While in the Netherldands, we had the pleasure of visiting with Theo Koekoek of Culeinei Farms, thanks to some family connections of Beatrice Visser.
Culinei is located just outside of the small town of Amkerk, Netherlands. Theo raises 9,000 brown free range hens and 20,000 white free run hens.
Here are some of the realities of producing eggs in the Netherlands:
- All housing systems are cage free.
- Beak treatment is not allowed.
- All barns must have natural light.
- No electrical wire can be used to prevent birds from piling.
- When expanding his farm he needs to consider strict environmental controls that look at the ammonia outputs not just of his farm, but of other farms in his area.
- Feed must be vegetarian – he is not allowed to feed any animal residues.
How is he successful raising hens in a loose housing environment with so many restrictions?
- Provides hens with hanging hay bales (short cut) to play with.

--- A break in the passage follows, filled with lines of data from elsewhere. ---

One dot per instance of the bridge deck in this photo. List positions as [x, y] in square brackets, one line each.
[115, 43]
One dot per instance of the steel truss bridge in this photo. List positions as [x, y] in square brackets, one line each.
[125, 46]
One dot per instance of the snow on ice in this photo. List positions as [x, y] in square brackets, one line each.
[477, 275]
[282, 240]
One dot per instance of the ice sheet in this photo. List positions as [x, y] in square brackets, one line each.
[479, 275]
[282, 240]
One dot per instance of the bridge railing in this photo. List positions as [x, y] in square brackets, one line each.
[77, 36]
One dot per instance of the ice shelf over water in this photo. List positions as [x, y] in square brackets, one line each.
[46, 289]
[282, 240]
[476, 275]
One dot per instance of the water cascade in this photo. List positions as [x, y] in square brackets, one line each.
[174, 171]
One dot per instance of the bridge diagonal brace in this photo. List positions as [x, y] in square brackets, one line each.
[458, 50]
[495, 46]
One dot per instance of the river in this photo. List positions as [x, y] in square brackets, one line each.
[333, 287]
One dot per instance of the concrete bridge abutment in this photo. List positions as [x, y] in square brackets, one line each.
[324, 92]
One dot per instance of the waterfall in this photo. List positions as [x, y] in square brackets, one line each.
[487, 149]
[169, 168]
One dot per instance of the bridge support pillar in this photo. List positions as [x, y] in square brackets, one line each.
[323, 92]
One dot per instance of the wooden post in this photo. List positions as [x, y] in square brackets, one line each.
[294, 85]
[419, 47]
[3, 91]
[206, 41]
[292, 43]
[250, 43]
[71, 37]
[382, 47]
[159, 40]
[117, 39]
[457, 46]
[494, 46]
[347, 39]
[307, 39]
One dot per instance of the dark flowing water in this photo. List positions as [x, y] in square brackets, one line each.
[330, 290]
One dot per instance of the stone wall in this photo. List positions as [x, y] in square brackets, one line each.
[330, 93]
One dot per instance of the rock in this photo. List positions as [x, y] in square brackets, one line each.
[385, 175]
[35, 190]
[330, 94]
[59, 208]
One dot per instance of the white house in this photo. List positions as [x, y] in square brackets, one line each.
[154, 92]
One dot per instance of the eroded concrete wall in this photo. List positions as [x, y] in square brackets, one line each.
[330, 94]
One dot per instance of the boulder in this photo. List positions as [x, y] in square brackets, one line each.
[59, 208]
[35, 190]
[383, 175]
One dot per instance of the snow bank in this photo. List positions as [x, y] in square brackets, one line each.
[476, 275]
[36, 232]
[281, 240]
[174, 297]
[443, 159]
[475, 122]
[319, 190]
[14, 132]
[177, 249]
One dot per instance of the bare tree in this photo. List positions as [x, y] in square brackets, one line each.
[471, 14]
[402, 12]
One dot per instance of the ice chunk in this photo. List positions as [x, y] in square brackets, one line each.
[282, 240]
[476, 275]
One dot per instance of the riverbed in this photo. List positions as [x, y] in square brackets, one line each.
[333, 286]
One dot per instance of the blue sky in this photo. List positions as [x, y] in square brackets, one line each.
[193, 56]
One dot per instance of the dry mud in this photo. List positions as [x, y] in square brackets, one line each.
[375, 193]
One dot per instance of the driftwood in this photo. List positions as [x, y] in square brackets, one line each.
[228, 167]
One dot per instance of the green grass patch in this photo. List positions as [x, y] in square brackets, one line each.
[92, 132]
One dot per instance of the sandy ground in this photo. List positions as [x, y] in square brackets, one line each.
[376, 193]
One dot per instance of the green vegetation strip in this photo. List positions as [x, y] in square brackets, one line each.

He also provides brick stones for the birds to peck at – this helps them to naturally wear their beaks down.
- Upon placing a new flock of layers, the first evening he leaves birds to adjust, but on following nights he goes and checks and puts birds up into the system. He ensures that every single bird is up in the system – and continues to do this each night until all birds go up on their own. He has found this has been critical for preventing floor eggs.
One very unique thing about Culinei farm is the egg vending machine he has placed at the end of his driveway, where locals can stop by and purchase eggs. While they are there, consumers can stop and have a rest at the picnic table provided, beside the pasture for his free range flock where guests are welcome to sit and watch his birds.
Theo shared with us his thoughts on being a farmer today. He explained that to be successful, farmers have to make a choice, become larger and gain economies of scale, or add value. He’s decided to add value – providing local produce to his local market. He is also working to develop an alcoholic beverage made with eggs that he can also sell from his farm. Theo is focused on meeting market demands for things like non-gmo eggs and organic eggs and explained that even though he may not personally have chosen these products himself, that he needs to provide what the consumers of today want. Theo’s advice for farmers, look at what area you are in and what is needed, and look at what is in your heart to decide what is the best for the future of your farm.
Theo likes to tell the story of his farm, and be proud of the work he does. He is not alone, farmers in the Netherlands are doing a lot of innovative things to bridge the gap between the public and the farm like providing campsites on the farm, opening a dayhome on the farm, welcoming seniors to the farm to watch the animals. All of these programs help the farmer by bringing in alternative sources of income, while building connections with the public.
Culinei operates in a country with some of the strictest animal welfare requirements in the world, but Theo has found a way to remain successful, and to secure the future of his farm.